Friday, October 30, 2009

JEFFERY IN THE HOUSE

“One Question” with Jeffery McNary
NORBERT MARSZALEK
neoteric ART
10/29/09

Jeffery McNary came of age in Chicago, Illinois. After a career in public service, including service as an Economic Development advisor to then Massachusetts Governor Michael Dukakis, turned to journalism and writing. His work can be found in Newsweek, Rolling Stone, The Vineyard Gazette, the Boston Phoenix, Transition Magazine, and other outlets including Chicago Art Review. His poetry has been published in Iconoclast Magazine. Mr. McNary is currently crafting a screenplay, “Ro”, in which he captures the volatility and passion of socio-political in the 60’s and 70’. He is also currently composing a volume of poetry, “Simple Epistles”. Mr. McNary currently divides his time between Cambridge, Massachusetts and Paris, France.


Neoteric Art: How did you get involved with Chicago Art Review (chicagoartreview.net)?

Jeffery McNary: The opportunity to engage visual artists while exploring and learning about their art and various techniques is both challenging and exhilarating. For me, writing for Chicago Art Review. Net has provided a vehicle for such a very rich and uncommon opportunity.

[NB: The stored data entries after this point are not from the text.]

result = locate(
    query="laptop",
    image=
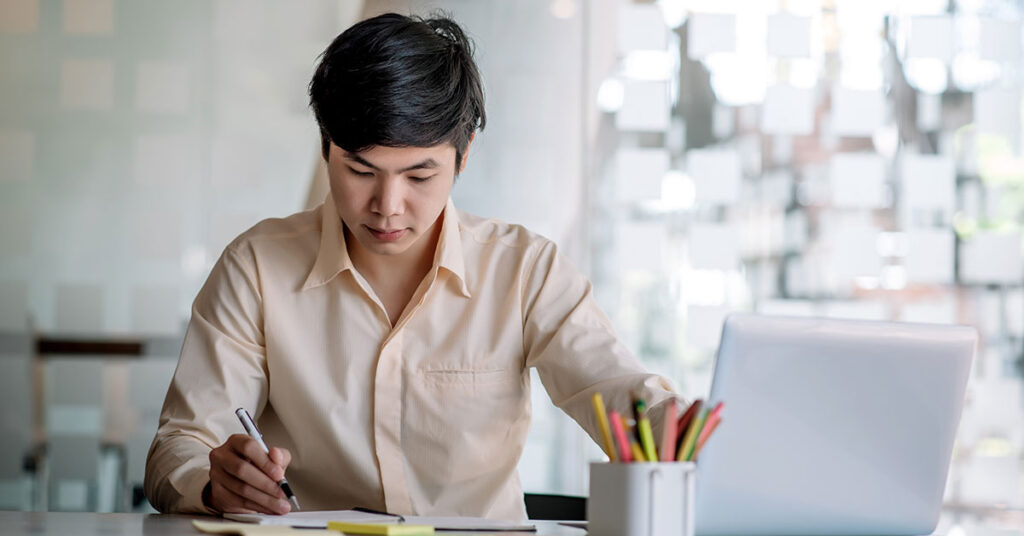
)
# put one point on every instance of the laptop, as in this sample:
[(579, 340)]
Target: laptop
[(832, 426)]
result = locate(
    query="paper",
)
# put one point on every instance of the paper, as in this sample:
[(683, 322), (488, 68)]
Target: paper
[(928, 182), (990, 112), (711, 33), (929, 112), (788, 35), (931, 37), (991, 257), (787, 110), (246, 529), (168, 160), (716, 174), (639, 173), (320, 520), (857, 113), (858, 180), (999, 39), (713, 246), (930, 256), (88, 16), (87, 84), (381, 529), (162, 87), (645, 107), (641, 27)]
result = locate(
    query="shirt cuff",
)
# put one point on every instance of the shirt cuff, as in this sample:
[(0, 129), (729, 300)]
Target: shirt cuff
[(188, 481)]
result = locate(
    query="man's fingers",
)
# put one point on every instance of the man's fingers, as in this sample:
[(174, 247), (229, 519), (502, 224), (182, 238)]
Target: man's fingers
[(248, 448), (281, 457), (238, 493)]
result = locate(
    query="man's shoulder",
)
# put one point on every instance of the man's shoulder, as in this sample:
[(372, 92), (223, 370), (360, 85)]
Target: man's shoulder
[(295, 233), (499, 234)]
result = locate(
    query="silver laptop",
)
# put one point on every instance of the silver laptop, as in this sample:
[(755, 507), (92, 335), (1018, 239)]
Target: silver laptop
[(832, 427)]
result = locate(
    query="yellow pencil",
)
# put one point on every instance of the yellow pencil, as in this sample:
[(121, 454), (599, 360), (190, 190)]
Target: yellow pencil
[(637, 452), (602, 422)]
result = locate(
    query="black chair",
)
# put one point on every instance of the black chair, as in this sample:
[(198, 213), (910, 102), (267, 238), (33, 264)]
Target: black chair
[(558, 507)]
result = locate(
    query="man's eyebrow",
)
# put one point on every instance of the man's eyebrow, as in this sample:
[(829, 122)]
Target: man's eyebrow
[(429, 163)]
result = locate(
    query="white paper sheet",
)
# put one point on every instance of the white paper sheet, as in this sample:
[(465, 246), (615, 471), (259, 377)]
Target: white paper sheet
[(787, 110), (87, 84), (930, 256), (716, 174), (990, 112), (991, 257), (645, 107), (639, 172), (858, 180), (713, 246), (856, 112), (321, 519), (711, 33), (999, 39), (162, 87), (931, 36), (788, 35), (641, 27), (88, 17)]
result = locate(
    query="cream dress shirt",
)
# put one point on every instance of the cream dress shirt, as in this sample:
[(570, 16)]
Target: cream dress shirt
[(428, 416)]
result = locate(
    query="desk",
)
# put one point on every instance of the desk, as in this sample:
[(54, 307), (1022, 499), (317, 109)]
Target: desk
[(89, 524)]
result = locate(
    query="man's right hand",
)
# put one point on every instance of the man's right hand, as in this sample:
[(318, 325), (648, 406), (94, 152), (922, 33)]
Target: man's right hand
[(244, 479)]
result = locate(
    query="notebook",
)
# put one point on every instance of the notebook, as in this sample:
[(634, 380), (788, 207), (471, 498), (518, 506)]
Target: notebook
[(318, 520)]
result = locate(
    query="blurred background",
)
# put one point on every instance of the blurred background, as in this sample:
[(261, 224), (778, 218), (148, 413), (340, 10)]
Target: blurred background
[(839, 158)]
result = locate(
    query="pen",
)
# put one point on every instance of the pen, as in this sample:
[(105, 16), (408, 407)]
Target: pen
[(646, 436), (253, 431), (602, 422)]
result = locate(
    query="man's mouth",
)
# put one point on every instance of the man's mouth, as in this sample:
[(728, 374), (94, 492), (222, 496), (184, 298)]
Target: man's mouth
[(386, 235)]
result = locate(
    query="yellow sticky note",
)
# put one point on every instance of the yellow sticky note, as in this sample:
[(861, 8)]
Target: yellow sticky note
[(389, 529)]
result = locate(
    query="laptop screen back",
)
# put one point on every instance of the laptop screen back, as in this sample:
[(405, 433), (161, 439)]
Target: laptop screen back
[(832, 426)]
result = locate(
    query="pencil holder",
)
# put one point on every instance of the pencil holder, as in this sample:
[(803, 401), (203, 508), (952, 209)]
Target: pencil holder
[(641, 499)]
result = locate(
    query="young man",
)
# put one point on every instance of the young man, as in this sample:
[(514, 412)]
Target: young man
[(383, 339)]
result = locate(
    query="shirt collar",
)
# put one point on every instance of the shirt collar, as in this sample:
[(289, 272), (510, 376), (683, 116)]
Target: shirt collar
[(332, 256)]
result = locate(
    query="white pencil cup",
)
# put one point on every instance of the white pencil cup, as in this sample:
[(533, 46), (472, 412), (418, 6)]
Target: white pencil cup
[(641, 499)]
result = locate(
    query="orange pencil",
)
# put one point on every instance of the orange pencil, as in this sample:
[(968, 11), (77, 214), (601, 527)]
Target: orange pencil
[(685, 421), (668, 450)]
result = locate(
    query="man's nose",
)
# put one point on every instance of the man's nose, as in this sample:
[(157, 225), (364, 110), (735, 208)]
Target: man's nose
[(390, 197)]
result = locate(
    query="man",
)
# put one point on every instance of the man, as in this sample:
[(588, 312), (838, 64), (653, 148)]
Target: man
[(383, 339)]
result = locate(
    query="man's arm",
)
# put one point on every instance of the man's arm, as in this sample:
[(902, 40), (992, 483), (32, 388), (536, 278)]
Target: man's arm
[(222, 367), (573, 346)]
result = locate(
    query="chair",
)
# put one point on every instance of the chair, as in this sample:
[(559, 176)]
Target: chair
[(558, 507)]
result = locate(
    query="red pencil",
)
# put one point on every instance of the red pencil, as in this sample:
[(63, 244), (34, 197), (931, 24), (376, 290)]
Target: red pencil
[(619, 430), (668, 449), (705, 435), (685, 420)]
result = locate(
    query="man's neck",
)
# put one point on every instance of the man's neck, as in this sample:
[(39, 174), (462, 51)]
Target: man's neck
[(404, 270)]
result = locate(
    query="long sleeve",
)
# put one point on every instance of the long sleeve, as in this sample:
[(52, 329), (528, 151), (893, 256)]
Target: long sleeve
[(222, 367), (573, 346)]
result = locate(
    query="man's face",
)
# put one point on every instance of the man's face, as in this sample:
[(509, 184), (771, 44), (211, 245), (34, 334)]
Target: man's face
[(389, 198)]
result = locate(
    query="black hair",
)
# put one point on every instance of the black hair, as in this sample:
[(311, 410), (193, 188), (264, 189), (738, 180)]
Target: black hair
[(398, 81)]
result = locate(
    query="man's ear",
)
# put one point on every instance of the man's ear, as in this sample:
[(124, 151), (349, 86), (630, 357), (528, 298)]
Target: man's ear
[(465, 154)]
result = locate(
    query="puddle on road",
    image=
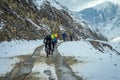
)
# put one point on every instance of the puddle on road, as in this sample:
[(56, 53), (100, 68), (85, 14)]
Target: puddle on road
[(71, 60), (44, 66)]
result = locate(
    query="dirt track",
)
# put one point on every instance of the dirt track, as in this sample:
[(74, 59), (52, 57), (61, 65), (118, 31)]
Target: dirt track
[(23, 70)]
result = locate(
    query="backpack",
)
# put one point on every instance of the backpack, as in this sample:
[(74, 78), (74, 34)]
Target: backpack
[(48, 39), (55, 40)]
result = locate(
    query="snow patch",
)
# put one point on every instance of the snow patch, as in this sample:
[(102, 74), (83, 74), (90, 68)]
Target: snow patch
[(16, 48), (93, 64)]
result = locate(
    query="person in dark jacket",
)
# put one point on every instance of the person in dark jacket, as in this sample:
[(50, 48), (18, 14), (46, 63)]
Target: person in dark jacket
[(48, 42)]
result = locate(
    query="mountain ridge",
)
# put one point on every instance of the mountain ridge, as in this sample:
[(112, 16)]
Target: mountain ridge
[(103, 18)]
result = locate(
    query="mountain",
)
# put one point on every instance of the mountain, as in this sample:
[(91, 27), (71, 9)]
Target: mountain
[(33, 19), (103, 18)]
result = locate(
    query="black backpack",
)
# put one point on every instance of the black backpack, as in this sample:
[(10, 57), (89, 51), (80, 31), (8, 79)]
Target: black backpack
[(48, 39)]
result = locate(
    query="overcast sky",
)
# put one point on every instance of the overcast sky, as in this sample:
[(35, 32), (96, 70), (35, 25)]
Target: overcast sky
[(77, 5)]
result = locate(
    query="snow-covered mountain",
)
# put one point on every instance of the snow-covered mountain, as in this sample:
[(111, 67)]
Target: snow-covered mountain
[(33, 19), (103, 18)]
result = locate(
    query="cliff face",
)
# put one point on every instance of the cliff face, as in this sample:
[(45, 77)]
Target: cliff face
[(21, 19)]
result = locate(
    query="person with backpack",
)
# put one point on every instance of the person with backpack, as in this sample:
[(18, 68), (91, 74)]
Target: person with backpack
[(54, 40), (48, 42), (64, 36)]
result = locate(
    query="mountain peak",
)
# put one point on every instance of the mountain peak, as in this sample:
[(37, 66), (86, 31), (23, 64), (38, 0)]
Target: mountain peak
[(105, 5)]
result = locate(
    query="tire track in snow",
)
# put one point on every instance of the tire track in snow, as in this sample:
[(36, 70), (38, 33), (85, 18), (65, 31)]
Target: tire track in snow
[(64, 72), (24, 68)]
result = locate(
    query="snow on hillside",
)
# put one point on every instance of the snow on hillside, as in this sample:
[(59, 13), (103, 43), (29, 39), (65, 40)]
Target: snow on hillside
[(8, 51), (103, 18), (93, 65), (54, 3)]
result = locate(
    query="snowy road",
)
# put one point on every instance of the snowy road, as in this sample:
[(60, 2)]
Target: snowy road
[(24, 70)]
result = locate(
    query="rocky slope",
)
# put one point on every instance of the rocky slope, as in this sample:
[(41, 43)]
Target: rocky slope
[(22, 19), (103, 18)]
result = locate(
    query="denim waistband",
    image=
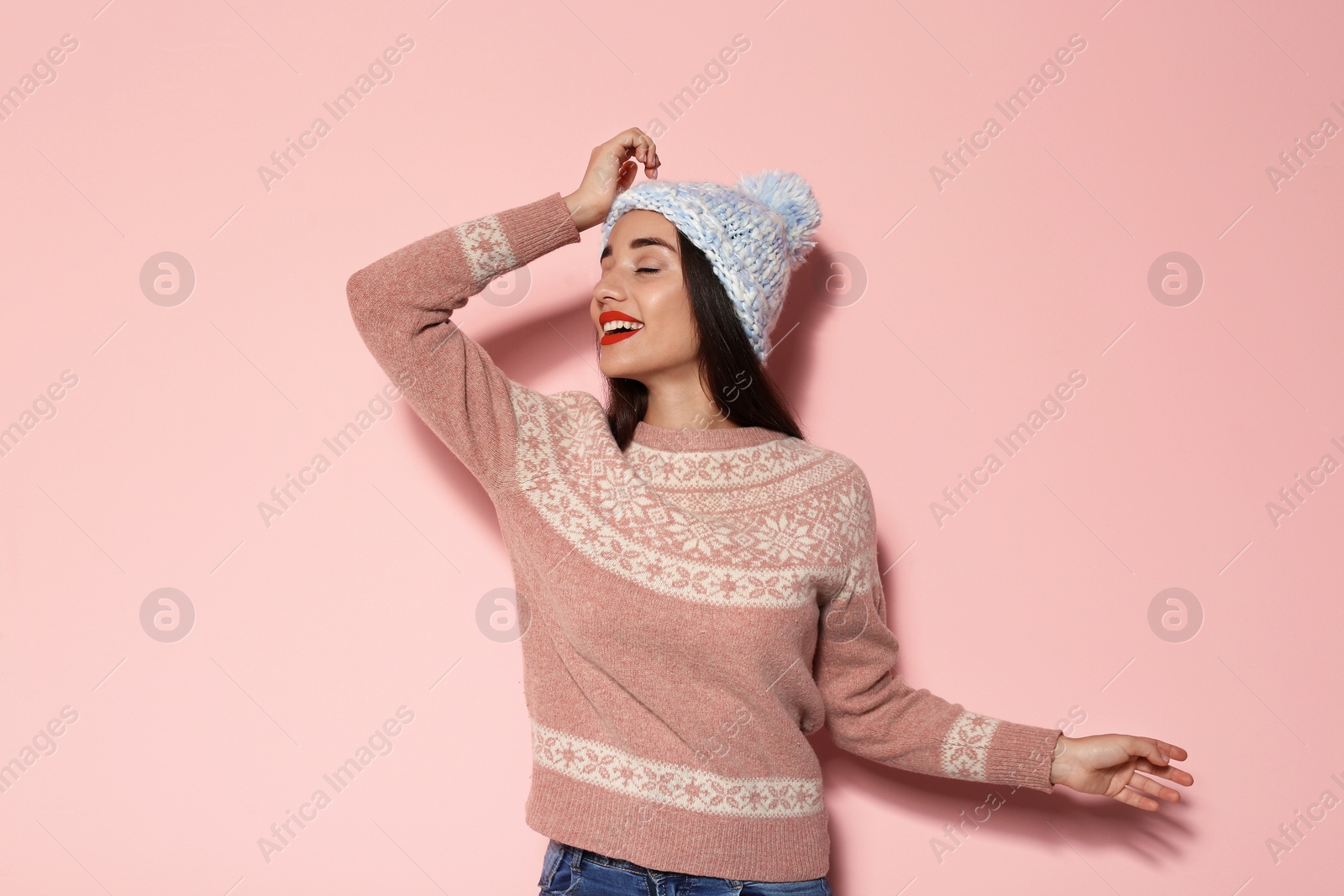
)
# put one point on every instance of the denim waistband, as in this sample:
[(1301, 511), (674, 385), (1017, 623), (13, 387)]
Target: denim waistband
[(581, 855)]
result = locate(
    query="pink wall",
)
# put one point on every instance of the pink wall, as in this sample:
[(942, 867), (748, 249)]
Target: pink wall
[(980, 296)]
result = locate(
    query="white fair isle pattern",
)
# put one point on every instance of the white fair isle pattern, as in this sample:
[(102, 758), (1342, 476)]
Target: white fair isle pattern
[(486, 248), (967, 746), (581, 484), (671, 785)]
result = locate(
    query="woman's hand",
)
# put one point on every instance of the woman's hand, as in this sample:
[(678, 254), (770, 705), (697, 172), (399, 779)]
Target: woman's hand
[(612, 168), (1109, 765)]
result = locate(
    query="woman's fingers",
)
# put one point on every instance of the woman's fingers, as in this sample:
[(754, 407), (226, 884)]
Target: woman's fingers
[(1171, 773), (1152, 788)]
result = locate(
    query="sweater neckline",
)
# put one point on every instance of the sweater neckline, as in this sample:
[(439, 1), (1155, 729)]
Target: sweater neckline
[(702, 439)]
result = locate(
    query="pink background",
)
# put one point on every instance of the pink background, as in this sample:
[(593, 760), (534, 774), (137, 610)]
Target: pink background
[(978, 300)]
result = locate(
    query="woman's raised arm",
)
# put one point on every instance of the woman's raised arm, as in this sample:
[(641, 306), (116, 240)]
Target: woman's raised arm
[(402, 305)]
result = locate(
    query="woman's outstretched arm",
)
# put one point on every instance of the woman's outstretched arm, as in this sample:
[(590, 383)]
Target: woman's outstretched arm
[(402, 305), (874, 714)]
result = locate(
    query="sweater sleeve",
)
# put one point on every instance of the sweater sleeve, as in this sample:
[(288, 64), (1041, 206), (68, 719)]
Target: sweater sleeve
[(402, 302), (874, 714)]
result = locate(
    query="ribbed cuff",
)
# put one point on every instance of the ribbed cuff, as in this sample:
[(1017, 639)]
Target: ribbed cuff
[(1021, 755), (538, 228)]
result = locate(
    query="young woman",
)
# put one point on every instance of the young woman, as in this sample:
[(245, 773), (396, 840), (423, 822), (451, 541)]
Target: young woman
[(698, 584)]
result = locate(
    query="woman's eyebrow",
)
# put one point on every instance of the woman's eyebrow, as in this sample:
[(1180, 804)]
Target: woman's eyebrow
[(638, 242)]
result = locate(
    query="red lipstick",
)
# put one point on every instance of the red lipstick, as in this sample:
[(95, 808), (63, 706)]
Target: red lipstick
[(617, 335)]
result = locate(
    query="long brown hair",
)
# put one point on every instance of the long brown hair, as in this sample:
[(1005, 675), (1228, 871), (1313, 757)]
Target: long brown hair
[(738, 383)]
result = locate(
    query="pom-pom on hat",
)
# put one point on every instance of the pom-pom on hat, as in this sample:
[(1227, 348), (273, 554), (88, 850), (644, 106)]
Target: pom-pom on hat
[(753, 233)]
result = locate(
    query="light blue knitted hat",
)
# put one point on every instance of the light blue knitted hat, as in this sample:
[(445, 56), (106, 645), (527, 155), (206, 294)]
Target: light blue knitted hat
[(754, 234)]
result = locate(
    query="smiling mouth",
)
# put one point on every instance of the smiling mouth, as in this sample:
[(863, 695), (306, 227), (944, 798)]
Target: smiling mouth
[(617, 325)]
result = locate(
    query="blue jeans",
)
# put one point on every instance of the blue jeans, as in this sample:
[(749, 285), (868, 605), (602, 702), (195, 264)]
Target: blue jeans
[(570, 871)]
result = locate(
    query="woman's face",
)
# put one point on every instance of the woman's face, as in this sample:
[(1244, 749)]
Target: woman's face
[(642, 280)]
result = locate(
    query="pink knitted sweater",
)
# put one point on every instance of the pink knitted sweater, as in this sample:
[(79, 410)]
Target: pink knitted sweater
[(692, 606)]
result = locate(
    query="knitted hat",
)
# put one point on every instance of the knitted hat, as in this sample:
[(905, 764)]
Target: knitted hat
[(754, 234)]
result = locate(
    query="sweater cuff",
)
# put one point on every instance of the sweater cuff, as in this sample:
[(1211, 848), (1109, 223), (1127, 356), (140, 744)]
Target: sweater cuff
[(538, 228), (1021, 755)]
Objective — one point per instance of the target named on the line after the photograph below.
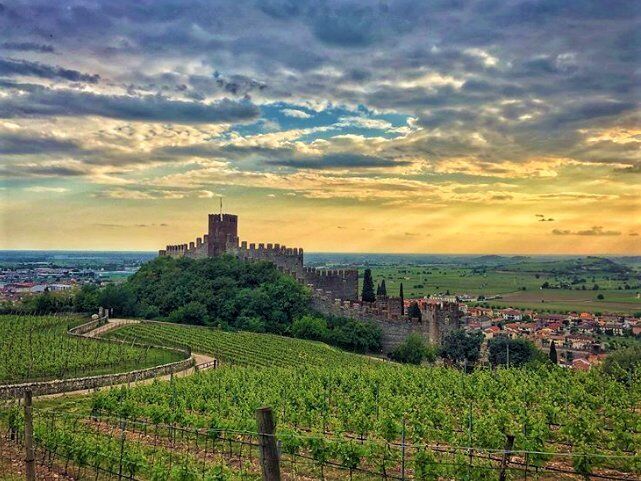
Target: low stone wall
(58, 386)
(10, 391)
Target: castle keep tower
(223, 234)
(334, 291)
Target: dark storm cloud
(528, 76)
(337, 161)
(27, 47)
(37, 101)
(9, 67)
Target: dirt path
(199, 360)
(111, 325)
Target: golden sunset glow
(389, 142)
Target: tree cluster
(414, 351)
(350, 334)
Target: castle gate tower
(223, 234)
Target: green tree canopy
(368, 287)
(517, 351)
(414, 311)
(413, 351)
(554, 357)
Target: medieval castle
(333, 291)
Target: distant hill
(581, 265)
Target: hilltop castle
(333, 291)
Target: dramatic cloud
(33, 101)
(339, 161)
(27, 47)
(10, 67)
(594, 231)
(482, 112)
(296, 113)
(41, 189)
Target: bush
(192, 313)
(459, 346)
(622, 363)
(309, 327)
(413, 351)
(521, 351)
(356, 335)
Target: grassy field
(520, 285)
(34, 348)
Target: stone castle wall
(334, 292)
(437, 319)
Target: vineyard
(39, 348)
(589, 420)
(238, 348)
(340, 416)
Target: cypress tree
(414, 311)
(368, 287)
(553, 356)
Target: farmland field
(238, 348)
(339, 409)
(518, 284)
(550, 410)
(39, 348)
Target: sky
(431, 126)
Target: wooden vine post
(269, 459)
(509, 445)
(30, 462)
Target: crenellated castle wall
(334, 291)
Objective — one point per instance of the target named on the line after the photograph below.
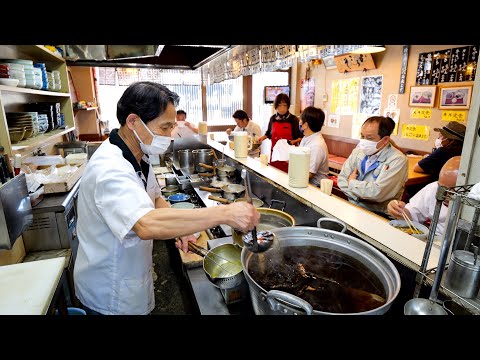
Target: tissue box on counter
(76, 159)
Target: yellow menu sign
(452, 115)
(417, 132)
(421, 113)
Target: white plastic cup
(242, 143)
(202, 128)
(298, 167)
(326, 186)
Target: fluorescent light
(368, 49)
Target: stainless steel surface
(204, 156)
(54, 223)
(15, 210)
(185, 159)
(376, 262)
(463, 274)
(421, 306)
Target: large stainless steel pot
(269, 219)
(275, 302)
(204, 156)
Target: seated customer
(245, 124)
(311, 122)
(375, 172)
(448, 145)
(183, 128)
(422, 206)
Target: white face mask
(159, 143)
(368, 147)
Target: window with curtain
(223, 99)
(112, 82)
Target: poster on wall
(394, 114)
(333, 121)
(344, 96)
(307, 93)
(371, 95)
(416, 132)
(357, 122)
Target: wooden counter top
(28, 288)
(365, 224)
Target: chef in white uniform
(120, 208)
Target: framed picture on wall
(455, 97)
(422, 96)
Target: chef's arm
(171, 223)
(161, 203)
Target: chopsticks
(409, 222)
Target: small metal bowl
(179, 197)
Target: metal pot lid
(466, 259)
(233, 188)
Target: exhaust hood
(159, 56)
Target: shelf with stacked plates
(458, 197)
(35, 105)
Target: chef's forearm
(169, 223)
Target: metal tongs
(251, 239)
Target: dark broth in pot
(328, 279)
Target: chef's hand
(182, 242)
(242, 216)
(395, 208)
(353, 175)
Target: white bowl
(403, 224)
(9, 82)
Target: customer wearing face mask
(244, 123)
(311, 122)
(121, 210)
(448, 144)
(375, 172)
(421, 207)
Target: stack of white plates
(42, 123)
(43, 71)
(57, 84)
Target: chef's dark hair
(146, 99)
(385, 124)
(240, 114)
(314, 117)
(281, 98)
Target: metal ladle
(251, 240)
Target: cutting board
(191, 260)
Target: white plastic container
(298, 166)
(76, 159)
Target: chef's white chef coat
(113, 268)
(422, 206)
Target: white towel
(281, 150)
(475, 192)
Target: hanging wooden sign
(354, 62)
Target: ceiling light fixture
(368, 49)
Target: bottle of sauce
(298, 166)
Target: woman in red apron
(282, 125)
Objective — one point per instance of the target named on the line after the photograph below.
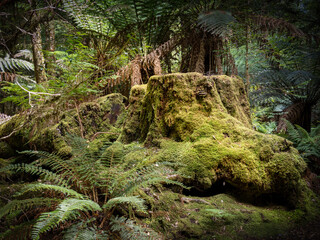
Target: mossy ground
(202, 126)
(222, 217)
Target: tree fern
(216, 22)
(8, 64)
(18, 205)
(37, 187)
(90, 184)
(35, 170)
(133, 201)
(68, 209)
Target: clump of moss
(6, 150)
(219, 217)
(204, 124)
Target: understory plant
(308, 144)
(92, 195)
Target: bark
(298, 113)
(247, 76)
(50, 47)
(38, 59)
(217, 58)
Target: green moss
(6, 150)
(234, 98)
(203, 123)
(131, 130)
(220, 217)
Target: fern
(133, 201)
(68, 209)
(90, 182)
(216, 22)
(8, 64)
(18, 205)
(41, 187)
(35, 170)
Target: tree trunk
(38, 59)
(247, 76)
(50, 47)
(298, 113)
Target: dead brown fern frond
(141, 68)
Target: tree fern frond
(25, 53)
(134, 201)
(303, 134)
(35, 170)
(292, 132)
(216, 22)
(15, 205)
(19, 232)
(41, 187)
(8, 64)
(64, 168)
(68, 209)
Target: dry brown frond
(6, 76)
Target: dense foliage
(66, 52)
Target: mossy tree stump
(204, 123)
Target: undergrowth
(92, 195)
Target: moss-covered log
(204, 123)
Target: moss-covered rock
(6, 150)
(45, 128)
(208, 130)
(221, 216)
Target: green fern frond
(216, 22)
(66, 169)
(69, 209)
(8, 64)
(35, 170)
(41, 187)
(303, 134)
(15, 205)
(292, 132)
(133, 201)
(19, 232)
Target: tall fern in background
(308, 144)
(93, 193)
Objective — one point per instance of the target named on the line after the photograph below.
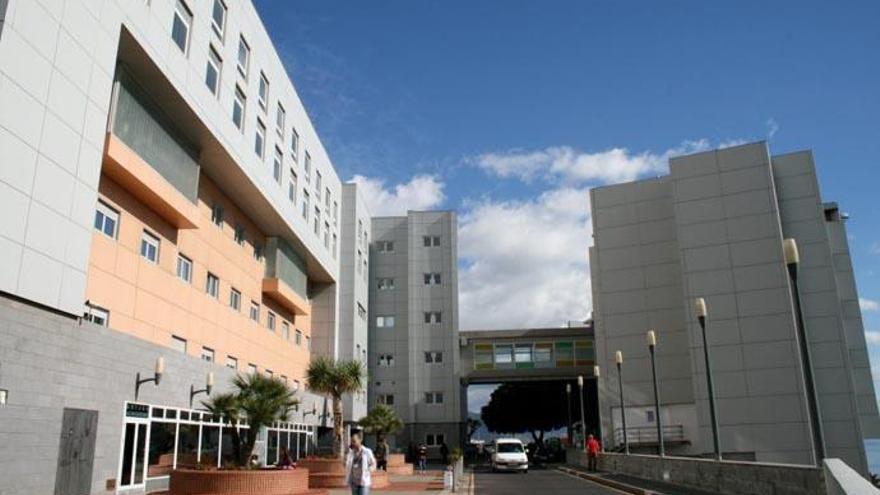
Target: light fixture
(209, 386)
(158, 371)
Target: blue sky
(509, 111)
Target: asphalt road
(542, 481)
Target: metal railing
(647, 435)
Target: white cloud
(524, 263)
(422, 192)
(568, 165)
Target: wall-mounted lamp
(209, 386)
(157, 376)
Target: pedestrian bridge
(534, 354)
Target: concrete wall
(726, 477)
(57, 64)
(49, 362)
(411, 378)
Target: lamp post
(568, 408)
(596, 374)
(618, 358)
(652, 344)
(158, 371)
(583, 420)
(792, 259)
(700, 307)
(209, 386)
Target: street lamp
(158, 371)
(652, 343)
(792, 259)
(583, 420)
(597, 373)
(568, 408)
(618, 358)
(700, 307)
(209, 385)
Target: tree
(526, 407)
(257, 401)
(381, 421)
(473, 424)
(335, 378)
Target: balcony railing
(647, 435)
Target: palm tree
(335, 378)
(257, 401)
(381, 421)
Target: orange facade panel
(286, 296)
(129, 170)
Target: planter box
(330, 473)
(232, 482)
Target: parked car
(508, 454)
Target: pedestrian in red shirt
(593, 449)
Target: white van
(509, 454)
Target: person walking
(422, 453)
(382, 455)
(593, 449)
(359, 464)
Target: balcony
(285, 280)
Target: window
(106, 220)
(235, 299)
(217, 214)
(306, 205)
(238, 108)
(213, 70)
(212, 285)
(317, 221)
(207, 354)
(260, 139)
(178, 344)
(263, 93)
(277, 164)
(184, 268)
(432, 317)
(434, 439)
(244, 56)
(384, 321)
(291, 187)
(96, 315)
(150, 247)
(218, 18)
(280, 117)
(181, 25)
(434, 398)
(433, 357)
(255, 311)
(307, 166)
(430, 241)
(294, 144)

I hardly see myself an “art critic”. I’m a working writer fortunate enough to have wandered into this genre and found a fit which works for both me and Chicago Art Review. A large portion of my time has been spent crafting a work for stage which explores the relationship between two literary giants, James Baldwin and William Styron. Baldwin lived in Styron’s Connecticut guest house while he was writing, “Another Country”. Styron was beginning, “The Confessions of Nat Turner.” It’s a fascinating story, and the project, it’s off the charts. I’m enthralled by writers who meld different avenues as the subject and times demand and expand and contract….Didion, Mailer, a dose of Sartre on occasion.

Born in Chicago, I’ve spent most of my adult life in New England, a tour of the meta-spiritual with the Jesuits, Harvard, then government and campaigns and campaigns and government and back to academia. Such tides can grow rough. A significant amount of my writing had been politically geared journalism, teamed from time to time with the occasional mandatory poetry, that queen of blood sports.

As the air in the room of political writing grew thin, I sought out other options. To my surprise my first art review found a home in Harvard’s, Transition Magazine, about a year ago. High-cotton. Not at all bad company.

I met Chicago Art Review through a gallery owner who holds some respect for my work. I wanted the kind of space and mobility the outlet has provided. The deadlines bring about a smile, and the interaction with artists calls for sensitivities to the individual’s magnetic-north, influences, and media. There’s a trust factor at play when translating the visual into the written. It shouts at the writer to neither drop nor add. It’s a marvelous banquet of sorts. It’s self defining. Perspectives cannot be un-addressed.

The objective trust factor also blends over into the editor-writer relationship, a new and enriching thing for me. It’s also helpful in rounding up the stray comma. As of yet, there’s been no “Wylie Coyote” moment. I haven’t run off a cliff, yet. To quote Baldwin, “I want to be an honest man, and a good writer.”